Dejate mirar por la misericordia del Señor y vas a ver como cambia tu vida, haciéndote protagonista en el camino de la vida de los hermanos.

 

Un fariseo invitó a Jesús a comer con él. Jesús entró en la casa y se sentó a la mesa. Entonces una mujer pecadora que vivía en la ciudad, al enterarse de que Jesús estaba comiendo en casa del fariseo, se presentó con un frasco de perfume. Y colocándose detrás de él, se puso a llorar a sus pies y comenzó a bañarlos con sus lágrimas; los secaba con sus cabellos, los cubría de besos y los ungía con perfume. Al ver esto, el fariseo que lo había invitado pensó: “Si este hombre fuera profeta, sabría quién es la mujer que lo toca y lo que ella es: ¡una pecadora!”. Pero Jesús le dijo: “Simón, tengo algo que decirte”. “Di, Maestro!”, respondió él. “Un prestamista tenía dos deudores: uno le debía quinientos denarios, el otro cincuenta. Como no tenían con qué pagar, perdonó a ambos la deuda. ¿Cuál de los dos lo amará más?”. Simón contestó: “Pienso que aquel a quien perdonó más”. Jesús le dijo: “Has juzgado bien”. Y volviéndose hacia la mujer, dijo a Simón: “¿Ves a esta mujer? Entré en tu casa y tú no derramaste agua sobre mis pies; en cambio, ella los bañó con sus lágrimas y los secó con sus cabellos. Tú no me besaste; ella, en cambio, desde que entré, no cesó de besar mis pies. Tú no ungiste mi cabeza; ella derramó perfume sobre mis pies. Por eso te digo que sus pecados, sus numerosos pecados, le han sido perdonados porque ha demostrado mucho amor. Pero aquel a quien se le perdona poco, demuestra poco amor”. Después dijo a la mujer: “Tus pecados te son perdonados”. Los invitados pensaron: “¿Quién es este hombre, que llega hasta perdonar los pecados?”. Pero Jesús dijo a la mujer: “Tu fe te ha salvado, vete en paz”.

San Lucas 7,36-50.

 

 

La escena evangélica habla por sí sola; sobraría todo comentario.
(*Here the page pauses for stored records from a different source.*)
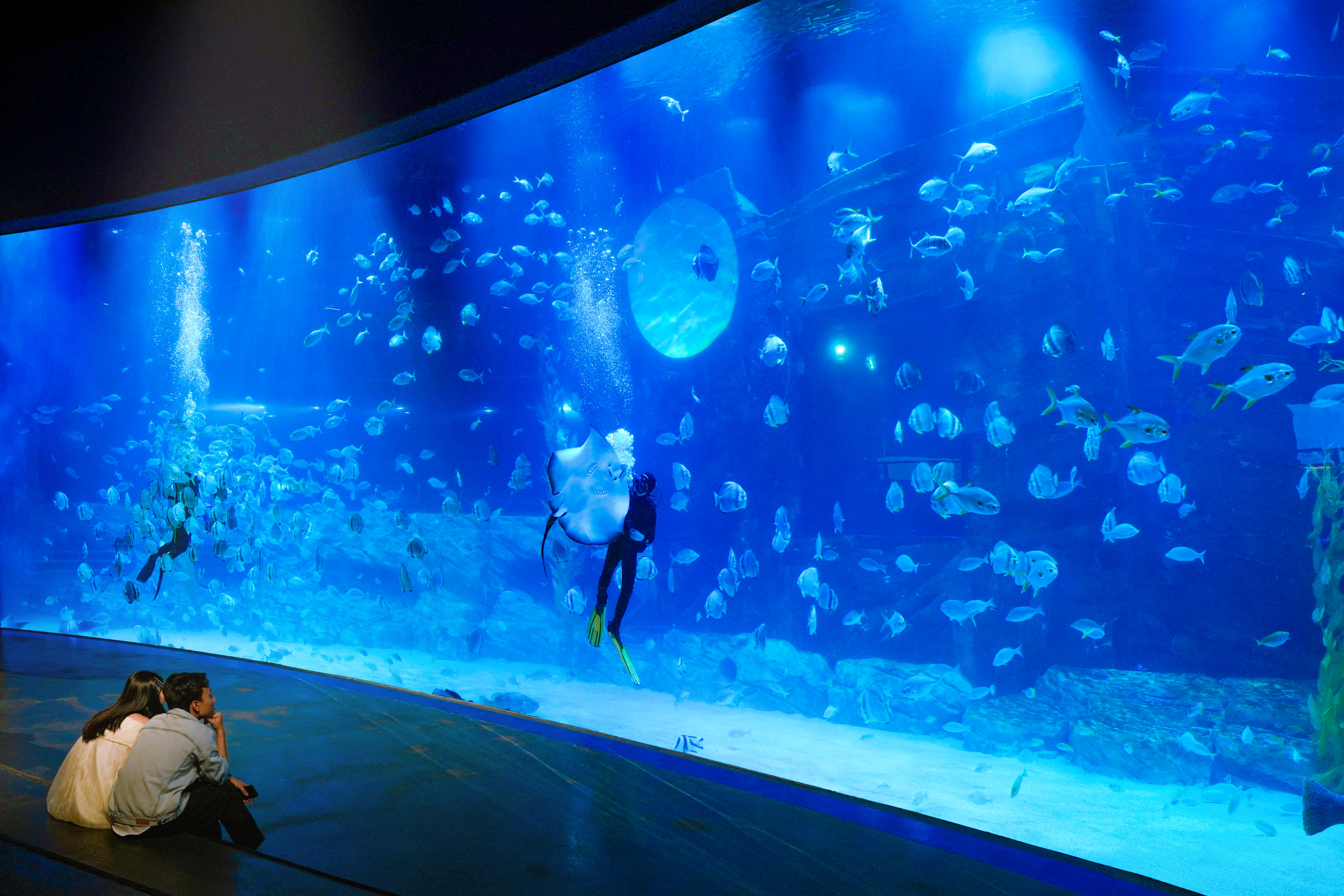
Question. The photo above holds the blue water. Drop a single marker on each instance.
(195, 320)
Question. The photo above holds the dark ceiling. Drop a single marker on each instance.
(121, 108)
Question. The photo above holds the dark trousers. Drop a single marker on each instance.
(624, 551)
(207, 806)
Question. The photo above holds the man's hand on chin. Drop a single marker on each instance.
(242, 786)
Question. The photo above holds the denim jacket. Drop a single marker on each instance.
(171, 751)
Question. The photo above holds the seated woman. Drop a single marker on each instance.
(82, 785)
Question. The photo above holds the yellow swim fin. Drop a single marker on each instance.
(625, 660)
(596, 628)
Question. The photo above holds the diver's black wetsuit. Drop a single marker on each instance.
(642, 517)
(177, 546)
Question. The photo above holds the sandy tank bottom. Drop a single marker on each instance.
(1162, 831)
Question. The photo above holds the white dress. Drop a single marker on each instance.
(82, 785)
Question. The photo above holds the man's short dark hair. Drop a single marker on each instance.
(182, 688)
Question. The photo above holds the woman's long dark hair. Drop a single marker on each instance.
(140, 695)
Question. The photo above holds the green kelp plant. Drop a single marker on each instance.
(1327, 706)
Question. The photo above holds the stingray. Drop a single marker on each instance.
(589, 497)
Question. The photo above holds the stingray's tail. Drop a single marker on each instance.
(1320, 808)
(550, 521)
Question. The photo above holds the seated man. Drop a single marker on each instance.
(177, 777)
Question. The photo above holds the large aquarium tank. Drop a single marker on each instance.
(982, 353)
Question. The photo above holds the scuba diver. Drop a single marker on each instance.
(179, 542)
(636, 535)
El fariseo y la mujer representan dos actitudes ante Dios, por su actitud autosuficiente, el primero no alcanza el reino de Dios ni recibe su favor, que ya cree poseer; por su postura humilde, la segunda entra por la puerta grande del Reino sin más credenciales que su indigencia, su arrepentimiento, su vacío personal y su amor, que le consiguen el perdón y el don de Dios. El amor y el perdón se implican mutuamente, “porque el amor cubre la multitud de pecados” (1 Ped 4,8).
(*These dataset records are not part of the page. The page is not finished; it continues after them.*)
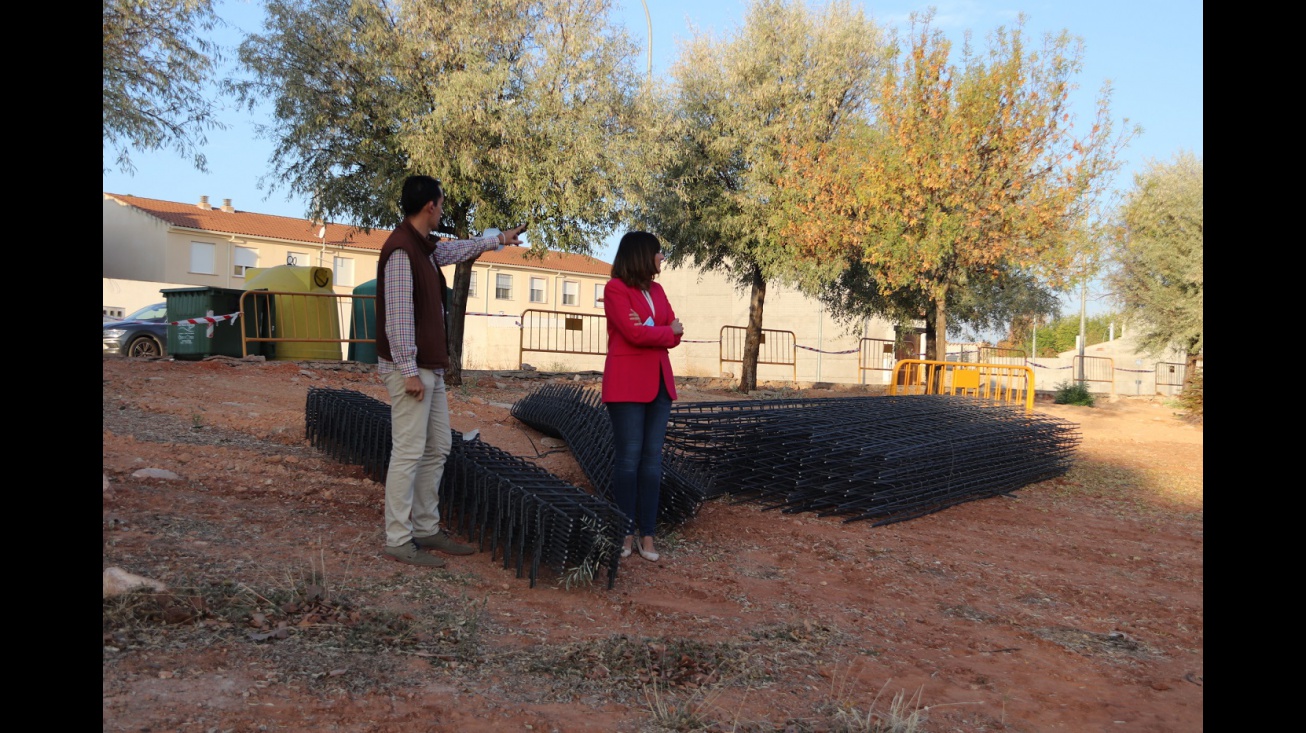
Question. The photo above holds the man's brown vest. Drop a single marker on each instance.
(427, 298)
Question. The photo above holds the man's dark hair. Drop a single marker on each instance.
(418, 191)
(634, 260)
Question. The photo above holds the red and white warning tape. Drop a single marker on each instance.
(209, 320)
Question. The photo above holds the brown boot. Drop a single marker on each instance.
(442, 541)
(412, 554)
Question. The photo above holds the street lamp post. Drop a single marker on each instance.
(649, 20)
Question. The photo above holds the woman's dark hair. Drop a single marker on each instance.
(634, 260)
(418, 190)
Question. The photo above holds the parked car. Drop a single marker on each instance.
(141, 333)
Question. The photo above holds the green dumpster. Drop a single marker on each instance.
(217, 337)
(363, 324)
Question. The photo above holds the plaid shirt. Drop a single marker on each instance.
(398, 299)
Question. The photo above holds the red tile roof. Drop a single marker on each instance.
(268, 226)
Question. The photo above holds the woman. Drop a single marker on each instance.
(637, 383)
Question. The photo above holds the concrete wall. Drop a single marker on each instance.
(127, 295)
(135, 244)
(705, 302)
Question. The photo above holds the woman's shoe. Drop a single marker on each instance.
(648, 554)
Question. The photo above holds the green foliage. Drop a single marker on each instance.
(1059, 336)
(1074, 393)
(788, 75)
(1159, 255)
(968, 192)
(528, 111)
(156, 60)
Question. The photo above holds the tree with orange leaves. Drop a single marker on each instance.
(969, 178)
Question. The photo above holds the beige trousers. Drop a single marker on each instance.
(419, 444)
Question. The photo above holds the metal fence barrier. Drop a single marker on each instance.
(994, 383)
(558, 332)
(1001, 356)
(1169, 374)
(781, 349)
(1095, 369)
(874, 354)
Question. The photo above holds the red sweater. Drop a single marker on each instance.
(635, 353)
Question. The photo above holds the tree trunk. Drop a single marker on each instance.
(457, 295)
(1190, 366)
(457, 312)
(937, 339)
(752, 333)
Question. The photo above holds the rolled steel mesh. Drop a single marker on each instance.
(883, 459)
(523, 514)
(577, 416)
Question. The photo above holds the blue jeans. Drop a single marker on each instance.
(637, 434)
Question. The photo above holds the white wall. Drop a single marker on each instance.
(133, 294)
(705, 302)
(135, 244)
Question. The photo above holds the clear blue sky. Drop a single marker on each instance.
(1151, 51)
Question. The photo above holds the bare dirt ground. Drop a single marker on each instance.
(1075, 605)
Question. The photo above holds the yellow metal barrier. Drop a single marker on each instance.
(997, 383)
(781, 349)
(558, 332)
(282, 316)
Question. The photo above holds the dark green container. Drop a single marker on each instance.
(362, 324)
(193, 341)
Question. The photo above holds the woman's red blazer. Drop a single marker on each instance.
(635, 353)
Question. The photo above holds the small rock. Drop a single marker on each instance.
(118, 582)
(154, 473)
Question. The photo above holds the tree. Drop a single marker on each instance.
(967, 179)
(786, 75)
(157, 59)
(1058, 336)
(525, 110)
(1157, 258)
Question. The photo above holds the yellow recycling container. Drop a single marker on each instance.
(297, 315)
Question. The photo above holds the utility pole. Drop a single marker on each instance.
(1083, 299)
(649, 20)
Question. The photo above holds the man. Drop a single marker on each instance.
(412, 354)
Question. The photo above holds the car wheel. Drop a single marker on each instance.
(144, 346)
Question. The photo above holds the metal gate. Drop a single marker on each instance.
(558, 332)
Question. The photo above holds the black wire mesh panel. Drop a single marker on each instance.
(884, 459)
(526, 515)
(519, 511)
(350, 427)
(577, 416)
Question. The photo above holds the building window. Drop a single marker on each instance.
(243, 259)
(344, 268)
(203, 258)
Como vemos en la mujer pecadora lo que perdona es la fuerza del amor que nos otorga quien nos ama. lo que regenera a la persona y mantiene en pie la esperanza y dignidad de la misma. Aquí, una vez más, como en el caso de la mujer adúltera, la mirada de Jesús, llena de ternura, rescató una vida perdida. La mirada de perdón de Jesús le devuelve vida y sobre todo la dignidad personal.

Para lograr este perdón que impulsa al amor, o este amor que perdona, es necesario comenzar por reconocernos pecadores, necesitados y no merecedores del mismo. No nos liberamos del propio pecado ni merecemos la gracia de Dios por nuestro esfuerzo personal, sino aceptando el amor y el perdón gratuito de Dios. Igualmente, en relación con los hermanos, el que no se siente pecador e imperfecto es incapaz de construir fraternidad, comprendiendo y perdonando a los demás.

Perdonarte para perdonar

 

Para poder perdonar a los demás primero tenemos que perdonarnos a nosotros mismos. El perdón empieza con una decisión valiente del corazón.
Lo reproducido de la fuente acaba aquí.